遺跡から離れ、村へ向かう道中、リクは古書の表紙を見つめた。中をめくると、書かれている文字の大部分は難解で理解できなかったが、特定のページだけが不思議と頭に入ってきた。それは、影ウサギのような「亡霊的な種族」に関する記述だった。

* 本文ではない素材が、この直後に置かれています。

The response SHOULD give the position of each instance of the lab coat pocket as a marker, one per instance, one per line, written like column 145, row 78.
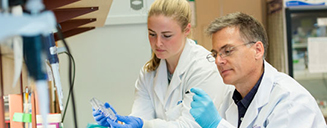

「この種族は特定の術式によってその霊的な存在を支配することが可能だ……?」
リクはぼんやりとその内容を読み取った。なぜこの部分だけが理解できるのか、自分でも説明できなかったが、今はそれを考える余裕はなかった。
「これなら……なんとかなるかもしれない。」
彼は本を閉じ、少しずつ息を整えながら歩みを進めた。
翌朝、リクは決意を新たに再び遺跡を訪れることを決めた。影ウサギがまだ自分を狙っているのならば、この書物に記された術式を試すしかない。たとえそれが自分の未熟な力でできるかどうか不安であっても、今はそれ以外に道はなかった。
「この古書……俺にも扱えるだろうか。」
リクはつぶやきながら、ゆっくりと遺跡への道を進んでいった。